Both government agencies strongly recommend that organizations and individuals NOT PAY the ransom demanded by cyber attackers.
The new emerging variants are targeting healthcare in particular, and other organizations with attack strategies that are extremely ruthless and difficult to respond to.
The warning was prompted by recent attacks at Hollywood Presbyterian in Los Angeles, Methodist Hospital in Kentucky, and MedStar, the biggest Washington, D.C.-area healthcare provider, among many others.
In a profound understatement, the alert advised that “ransomware's consequences to an individual or institution could include a loss of sensitive data, a disruption of business operations and expenses to restore a system into working order”.
In case you’ve never heard the term before, Ransomware is a type of malicious software designed to block access to a computer system until a sum of money is paid, usually with Bitcoins, an untraceable online currency.
In the meantime, please read following tips to help minimize your risk of becoming the next corporate victim of cyber crime.
Netcotech recommends all organizations review the following mitigation risk reduction measures and consider their roles in the context of their network environment:
1. Review your organization’s IT policies to ensure the latest up-to-date recommendations are being implemented, and followed;
2. Ensure all employees and users are aware of the risk the cyber attacks, and what they can do to prevent access;
3. Employ a data backup and recovery plan for all critical information. Perform and test regular backups to limit the impact of data or system loss and to expedite the recovery process. All backups should be stored offline.
4. Use application whitelisting to help prevent malicious software and unapproved programs from running.
5. Keep your operating system and software up-to-date with the updates and security patches.
6. Maintain up-to-date anti-virus software, and scan all software downloaded from the internet prior to executing.
7. Restrict users’ ability (permission control) to install and run unapproved software applications, and apply the principle of “Least Privilege” to all systems and services.
8. Enforce Strong Password policys, and force users to change passwords at least once every three months.

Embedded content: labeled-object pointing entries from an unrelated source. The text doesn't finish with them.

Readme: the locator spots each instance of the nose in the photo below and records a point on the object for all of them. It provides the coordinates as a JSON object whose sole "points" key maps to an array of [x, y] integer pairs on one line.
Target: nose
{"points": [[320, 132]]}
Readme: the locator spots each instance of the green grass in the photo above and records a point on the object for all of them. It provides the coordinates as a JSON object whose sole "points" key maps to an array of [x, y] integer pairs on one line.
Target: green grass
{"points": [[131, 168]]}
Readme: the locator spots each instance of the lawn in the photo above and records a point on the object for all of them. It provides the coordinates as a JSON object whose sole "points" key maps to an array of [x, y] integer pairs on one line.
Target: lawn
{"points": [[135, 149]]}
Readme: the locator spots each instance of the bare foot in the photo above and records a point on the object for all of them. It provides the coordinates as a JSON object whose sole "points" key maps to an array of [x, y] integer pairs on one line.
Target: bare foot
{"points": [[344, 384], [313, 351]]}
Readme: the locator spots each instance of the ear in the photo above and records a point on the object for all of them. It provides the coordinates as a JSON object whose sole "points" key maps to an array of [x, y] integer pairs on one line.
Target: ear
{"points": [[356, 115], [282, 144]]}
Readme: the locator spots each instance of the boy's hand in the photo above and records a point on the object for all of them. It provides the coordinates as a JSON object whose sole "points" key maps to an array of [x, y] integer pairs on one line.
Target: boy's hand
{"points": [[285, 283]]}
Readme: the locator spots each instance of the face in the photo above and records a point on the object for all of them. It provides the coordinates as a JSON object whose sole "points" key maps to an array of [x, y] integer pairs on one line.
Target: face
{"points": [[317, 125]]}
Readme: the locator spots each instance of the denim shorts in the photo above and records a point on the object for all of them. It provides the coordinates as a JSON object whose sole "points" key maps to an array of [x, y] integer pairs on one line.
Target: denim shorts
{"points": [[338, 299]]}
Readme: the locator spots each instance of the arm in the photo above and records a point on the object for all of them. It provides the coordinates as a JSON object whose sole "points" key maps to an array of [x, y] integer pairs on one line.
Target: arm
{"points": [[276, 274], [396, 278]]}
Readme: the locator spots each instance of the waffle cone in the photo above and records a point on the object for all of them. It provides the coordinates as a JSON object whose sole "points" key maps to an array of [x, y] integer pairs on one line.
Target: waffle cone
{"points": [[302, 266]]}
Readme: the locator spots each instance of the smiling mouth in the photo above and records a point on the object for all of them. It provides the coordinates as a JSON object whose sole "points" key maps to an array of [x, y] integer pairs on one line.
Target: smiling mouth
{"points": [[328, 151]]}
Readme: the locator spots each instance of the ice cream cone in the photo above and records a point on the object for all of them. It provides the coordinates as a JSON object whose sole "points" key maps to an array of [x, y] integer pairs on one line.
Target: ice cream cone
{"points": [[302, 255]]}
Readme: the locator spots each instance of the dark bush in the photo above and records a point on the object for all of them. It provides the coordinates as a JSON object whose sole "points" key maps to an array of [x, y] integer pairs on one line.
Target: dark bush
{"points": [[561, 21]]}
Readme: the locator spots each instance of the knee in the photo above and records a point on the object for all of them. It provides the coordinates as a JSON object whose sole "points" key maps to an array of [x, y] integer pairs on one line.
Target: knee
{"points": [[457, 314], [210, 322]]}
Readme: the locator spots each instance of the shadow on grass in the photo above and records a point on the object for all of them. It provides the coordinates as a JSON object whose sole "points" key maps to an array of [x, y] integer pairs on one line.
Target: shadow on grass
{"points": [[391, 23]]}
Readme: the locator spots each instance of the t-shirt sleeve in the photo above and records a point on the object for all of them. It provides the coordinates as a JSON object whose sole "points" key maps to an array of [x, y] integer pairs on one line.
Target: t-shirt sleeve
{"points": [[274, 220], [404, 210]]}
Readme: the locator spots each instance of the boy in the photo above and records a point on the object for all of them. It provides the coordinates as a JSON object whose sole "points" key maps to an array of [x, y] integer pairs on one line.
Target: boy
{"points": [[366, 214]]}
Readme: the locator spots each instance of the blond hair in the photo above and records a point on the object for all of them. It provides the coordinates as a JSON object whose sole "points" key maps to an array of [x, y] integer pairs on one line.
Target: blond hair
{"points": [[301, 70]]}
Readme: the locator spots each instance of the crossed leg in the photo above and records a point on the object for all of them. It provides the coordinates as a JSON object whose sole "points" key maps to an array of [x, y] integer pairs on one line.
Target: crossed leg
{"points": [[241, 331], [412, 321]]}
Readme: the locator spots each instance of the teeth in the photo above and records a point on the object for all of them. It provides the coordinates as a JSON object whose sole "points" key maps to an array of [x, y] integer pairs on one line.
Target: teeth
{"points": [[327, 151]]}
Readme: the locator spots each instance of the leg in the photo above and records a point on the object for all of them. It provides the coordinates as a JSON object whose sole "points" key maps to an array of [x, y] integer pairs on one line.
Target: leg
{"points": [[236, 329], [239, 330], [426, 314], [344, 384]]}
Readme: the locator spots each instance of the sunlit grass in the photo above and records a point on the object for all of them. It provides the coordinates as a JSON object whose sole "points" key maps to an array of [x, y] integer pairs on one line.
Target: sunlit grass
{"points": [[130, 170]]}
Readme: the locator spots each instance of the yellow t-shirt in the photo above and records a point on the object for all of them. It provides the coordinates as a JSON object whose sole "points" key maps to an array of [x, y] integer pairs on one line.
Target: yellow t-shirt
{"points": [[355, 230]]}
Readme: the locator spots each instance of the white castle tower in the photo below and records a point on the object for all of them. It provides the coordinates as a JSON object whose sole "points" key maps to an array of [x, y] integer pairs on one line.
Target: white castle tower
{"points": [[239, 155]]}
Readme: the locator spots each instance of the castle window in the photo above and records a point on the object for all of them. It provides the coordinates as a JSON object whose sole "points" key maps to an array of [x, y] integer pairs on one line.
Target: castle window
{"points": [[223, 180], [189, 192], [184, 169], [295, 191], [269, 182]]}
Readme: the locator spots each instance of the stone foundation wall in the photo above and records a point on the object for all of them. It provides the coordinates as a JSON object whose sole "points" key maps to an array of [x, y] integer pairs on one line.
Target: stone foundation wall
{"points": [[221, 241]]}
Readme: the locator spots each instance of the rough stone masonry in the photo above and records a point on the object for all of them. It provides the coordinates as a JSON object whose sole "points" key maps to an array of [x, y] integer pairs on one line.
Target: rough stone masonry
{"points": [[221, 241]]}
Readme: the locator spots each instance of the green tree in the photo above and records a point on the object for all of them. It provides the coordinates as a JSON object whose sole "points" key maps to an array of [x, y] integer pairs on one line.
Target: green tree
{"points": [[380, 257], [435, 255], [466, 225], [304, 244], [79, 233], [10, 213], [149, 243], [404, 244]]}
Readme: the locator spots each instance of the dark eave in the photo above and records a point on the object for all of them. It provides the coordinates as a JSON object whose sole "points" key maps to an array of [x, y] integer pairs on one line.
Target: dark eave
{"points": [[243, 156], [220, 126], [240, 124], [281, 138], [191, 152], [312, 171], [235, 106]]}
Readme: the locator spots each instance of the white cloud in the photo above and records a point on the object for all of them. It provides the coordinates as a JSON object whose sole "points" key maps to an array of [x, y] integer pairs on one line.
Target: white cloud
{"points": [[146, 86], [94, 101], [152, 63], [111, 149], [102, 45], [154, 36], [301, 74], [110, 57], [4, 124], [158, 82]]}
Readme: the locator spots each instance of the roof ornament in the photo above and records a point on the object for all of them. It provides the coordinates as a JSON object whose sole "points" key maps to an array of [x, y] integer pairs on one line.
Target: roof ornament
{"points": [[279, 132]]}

9. Avoid enabling macros from email attachments. If a user opens the attachment and enables macros, embedded code will execute the malware on the machine. For organizations with sensitive data to protect, we recommend blocking email messages with attachments from suspicious or unknown sources.
10. Follow safe practices when browsing the Web.
11. Never follow unsolicited Web links in emails.
12. Never open unsolicited email attachments.
IMPORTANT: Make sure to review these policies for all system users---including remote access users from home workers, travelling employees, business and corporate associates and any others who routinely or occasionally access your networks.